Any comments from Staff members. Will Plesk start to take proactive measures against malicious content hosted on your subdomains ?

 

[IgorG]

@Nighthawk, what do you mean by proactive?

At least, we have protection that only Plesk users can create such phishing domains.

Also, we cannot predict that the generated domain will be used for phishing. So it's not clear what proactive measures you mean.

I can also add that reactive we block such domains within 12 hours. It is true that websites are not owned by Plesk, but temporary domain names are resolved by our DNS infrastructure, and we are blocking the phishing domains on a daily basis. All requests should be sent to the [email protected] address.

More than 50 000 Plesk servers are working under temporary hostnames for now (a vast number). We have statistically proved data that this feature increases the first login to Plesk conversion and helps new customers onboarding.

 

[Nighthawk]

I can also add that reactive we block such domains within 12 hours. It is true that websites are not owned by Plesk, but temporary domain names are resolved by our DNS infrastructure, and we are blocking the phishing domains on a daily basis. All requests should be sent to the [email protected] address.

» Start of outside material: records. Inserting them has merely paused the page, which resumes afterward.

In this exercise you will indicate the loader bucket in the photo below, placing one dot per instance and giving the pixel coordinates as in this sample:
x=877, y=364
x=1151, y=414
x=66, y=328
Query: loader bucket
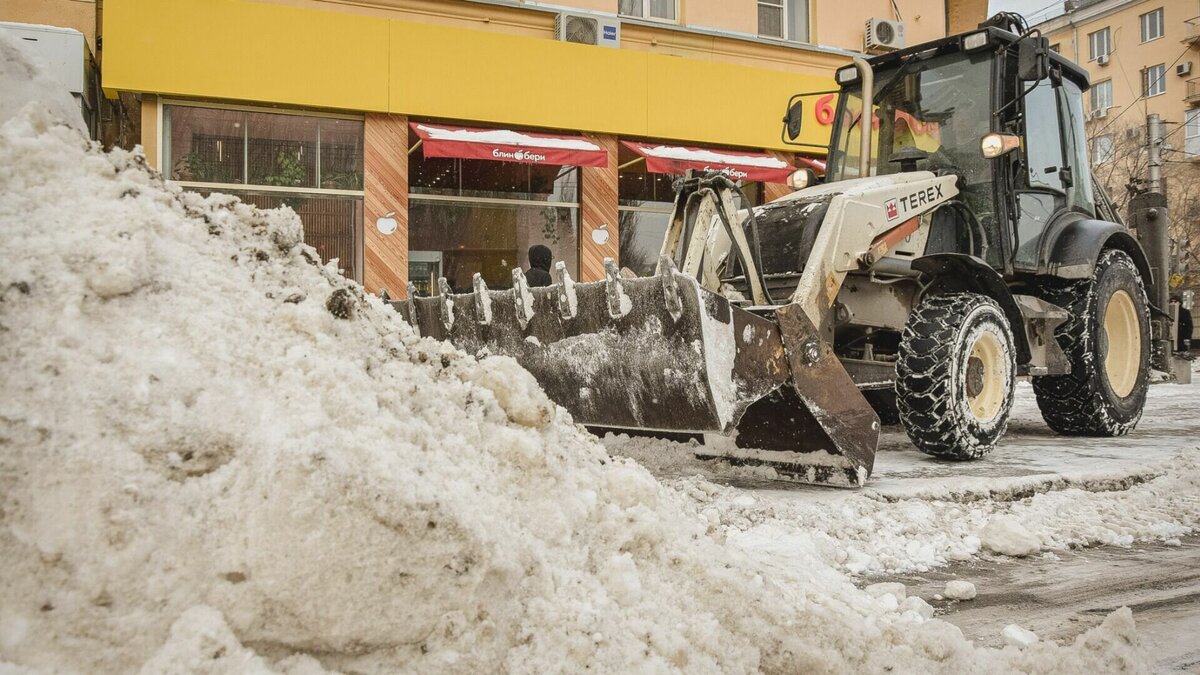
x=657, y=354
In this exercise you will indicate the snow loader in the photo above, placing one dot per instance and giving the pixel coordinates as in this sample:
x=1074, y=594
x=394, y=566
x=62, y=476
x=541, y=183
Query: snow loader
x=957, y=244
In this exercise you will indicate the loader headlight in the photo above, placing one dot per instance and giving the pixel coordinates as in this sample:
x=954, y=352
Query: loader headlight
x=802, y=179
x=996, y=144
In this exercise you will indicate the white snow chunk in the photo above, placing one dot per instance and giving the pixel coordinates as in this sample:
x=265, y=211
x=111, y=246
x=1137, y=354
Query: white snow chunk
x=918, y=605
x=1018, y=637
x=959, y=590
x=25, y=79
x=202, y=643
x=1005, y=535
x=887, y=589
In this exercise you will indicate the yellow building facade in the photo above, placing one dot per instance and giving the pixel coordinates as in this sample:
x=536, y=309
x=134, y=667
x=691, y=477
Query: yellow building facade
x=329, y=106
x=1143, y=57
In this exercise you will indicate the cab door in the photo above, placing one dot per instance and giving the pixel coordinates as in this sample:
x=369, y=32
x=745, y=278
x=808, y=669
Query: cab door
x=1056, y=174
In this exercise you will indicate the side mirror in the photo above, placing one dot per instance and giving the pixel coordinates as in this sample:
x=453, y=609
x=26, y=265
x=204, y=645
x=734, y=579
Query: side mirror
x=793, y=119
x=802, y=178
x=1033, y=59
x=996, y=144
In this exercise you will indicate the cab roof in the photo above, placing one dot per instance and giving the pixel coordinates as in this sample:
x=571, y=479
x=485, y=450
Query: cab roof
x=995, y=36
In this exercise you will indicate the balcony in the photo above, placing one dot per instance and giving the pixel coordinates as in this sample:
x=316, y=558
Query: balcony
x=1192, y=31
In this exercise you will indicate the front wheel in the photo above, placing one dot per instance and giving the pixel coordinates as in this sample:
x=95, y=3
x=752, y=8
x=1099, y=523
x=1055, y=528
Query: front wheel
x=1107, y=341
x=955, y=375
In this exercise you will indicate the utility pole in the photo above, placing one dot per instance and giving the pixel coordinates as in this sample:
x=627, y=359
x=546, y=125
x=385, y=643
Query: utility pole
x=1150, y=220
x=1155, y=145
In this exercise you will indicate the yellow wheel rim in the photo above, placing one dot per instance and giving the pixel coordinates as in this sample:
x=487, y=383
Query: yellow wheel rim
x=987, y=376
x=1122, y=330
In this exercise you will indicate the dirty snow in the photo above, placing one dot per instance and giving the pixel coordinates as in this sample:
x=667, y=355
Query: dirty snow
x=219, y=455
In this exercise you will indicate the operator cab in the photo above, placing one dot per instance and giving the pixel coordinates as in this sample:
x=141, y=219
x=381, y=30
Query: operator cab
x=934, y=105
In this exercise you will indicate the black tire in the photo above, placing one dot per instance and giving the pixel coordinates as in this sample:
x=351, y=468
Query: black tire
x=1086, y=402
x=951, y=404
x=883, y=401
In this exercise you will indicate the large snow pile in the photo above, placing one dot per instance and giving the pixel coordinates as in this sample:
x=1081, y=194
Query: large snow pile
x=217, y=455
x=24, y=78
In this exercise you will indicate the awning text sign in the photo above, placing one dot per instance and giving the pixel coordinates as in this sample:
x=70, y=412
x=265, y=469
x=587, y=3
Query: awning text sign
x=504, y=145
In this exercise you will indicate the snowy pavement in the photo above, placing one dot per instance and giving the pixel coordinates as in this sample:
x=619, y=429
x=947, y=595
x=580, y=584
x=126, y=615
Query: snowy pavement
x=1116, y=512
x=1059, y=596
x=1031, y=455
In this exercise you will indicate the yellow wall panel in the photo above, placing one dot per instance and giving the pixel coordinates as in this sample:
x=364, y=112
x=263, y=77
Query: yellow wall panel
x=262, y=52
x=246, y=51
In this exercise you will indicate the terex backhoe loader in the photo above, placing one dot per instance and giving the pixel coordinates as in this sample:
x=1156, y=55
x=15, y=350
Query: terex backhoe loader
x=957, y=244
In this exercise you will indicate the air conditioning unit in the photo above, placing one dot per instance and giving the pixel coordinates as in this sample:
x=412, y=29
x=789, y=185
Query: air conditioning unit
x=883, y=35
x=587, y=30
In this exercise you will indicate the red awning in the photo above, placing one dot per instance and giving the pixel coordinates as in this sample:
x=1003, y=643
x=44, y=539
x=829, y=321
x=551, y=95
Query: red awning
x=504, y=145
x=815, y=165
x=738, y=166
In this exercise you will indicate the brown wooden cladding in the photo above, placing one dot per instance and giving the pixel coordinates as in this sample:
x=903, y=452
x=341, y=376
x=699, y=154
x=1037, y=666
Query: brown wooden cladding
x=385, y=184
x=599, y=208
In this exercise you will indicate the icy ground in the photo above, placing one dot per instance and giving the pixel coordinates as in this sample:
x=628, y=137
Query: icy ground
x=217, y=455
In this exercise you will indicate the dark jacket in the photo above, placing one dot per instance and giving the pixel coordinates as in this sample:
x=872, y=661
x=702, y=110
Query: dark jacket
x=539, y=266
x=1185, y=328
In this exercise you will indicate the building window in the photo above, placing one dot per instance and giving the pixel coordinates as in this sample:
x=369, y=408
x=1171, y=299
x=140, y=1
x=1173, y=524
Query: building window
x=483, y=215
x=1101, y=95
x=310, y=162
x=1102, y=149
x=1099, y=43
x=1192, y=132
x=660, y=10
x=787, y=19
x=1151, y=25
x=1153, y=81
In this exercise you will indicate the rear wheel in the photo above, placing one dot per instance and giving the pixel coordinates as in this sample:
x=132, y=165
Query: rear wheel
x=1107, y=340
x=955, y=375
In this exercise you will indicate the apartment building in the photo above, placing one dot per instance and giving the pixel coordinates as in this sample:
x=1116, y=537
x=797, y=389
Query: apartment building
x=1143, y=57
x=427, y=138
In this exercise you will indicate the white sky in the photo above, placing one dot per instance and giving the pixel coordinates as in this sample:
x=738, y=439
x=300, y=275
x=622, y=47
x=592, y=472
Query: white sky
x=1035, y=11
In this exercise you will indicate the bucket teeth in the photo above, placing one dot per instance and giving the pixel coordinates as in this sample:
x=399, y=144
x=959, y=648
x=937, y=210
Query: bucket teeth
x=411, y=302
x=445, y=304
x=618, y=302
x=521, y=297
x=670, y=287
x=483, y=300
x=568, y=303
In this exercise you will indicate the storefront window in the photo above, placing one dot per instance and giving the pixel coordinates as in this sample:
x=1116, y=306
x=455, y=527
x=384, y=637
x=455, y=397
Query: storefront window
x=646, y=201
x=330, y=222
x=312, y=163
x=483, y=215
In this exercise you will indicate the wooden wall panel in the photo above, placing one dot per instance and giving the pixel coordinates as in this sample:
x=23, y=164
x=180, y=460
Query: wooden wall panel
x=385, y=185
x=599, y=208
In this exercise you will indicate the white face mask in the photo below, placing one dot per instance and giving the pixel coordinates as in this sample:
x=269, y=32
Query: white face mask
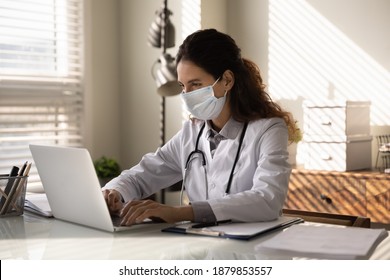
x=202, y=103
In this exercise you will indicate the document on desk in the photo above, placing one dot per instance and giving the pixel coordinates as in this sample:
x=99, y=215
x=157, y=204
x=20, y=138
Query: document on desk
x=325, y=242
x=233, y=230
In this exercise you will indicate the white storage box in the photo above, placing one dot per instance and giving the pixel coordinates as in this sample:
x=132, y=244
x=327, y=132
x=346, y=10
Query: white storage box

Thanks, this is useful information. The fact that you are indeed blocking domains is great and all I wanted to clarify.

The initial post by Peter is correct, a complainant should exhaust its remedies with the hosting provider first. I agree with this. But in incidents of DNS abuse where the name of the phished company appears in the URL many providers such as those in the DNS Abuse Framework will proceed with takedown on a registrar level. I understanding taking sites down based on content and the legality online without geographic laws is difficult from your perspective only being able to view the site content as everyone else does.

Proactive, would be perhaps limiting the creation of custom subdomains in your zone. Although most users use "adjective-scientist.xxx.xxx.xxx.xxx.plesk.page", many prepend with malicious subdomains "bankname-login.xxx.xxx.xxx.xxx.plesk.page". I understand this might be limiting and it is up for debate distinction is critical in order for the Internet to remain open for free expression.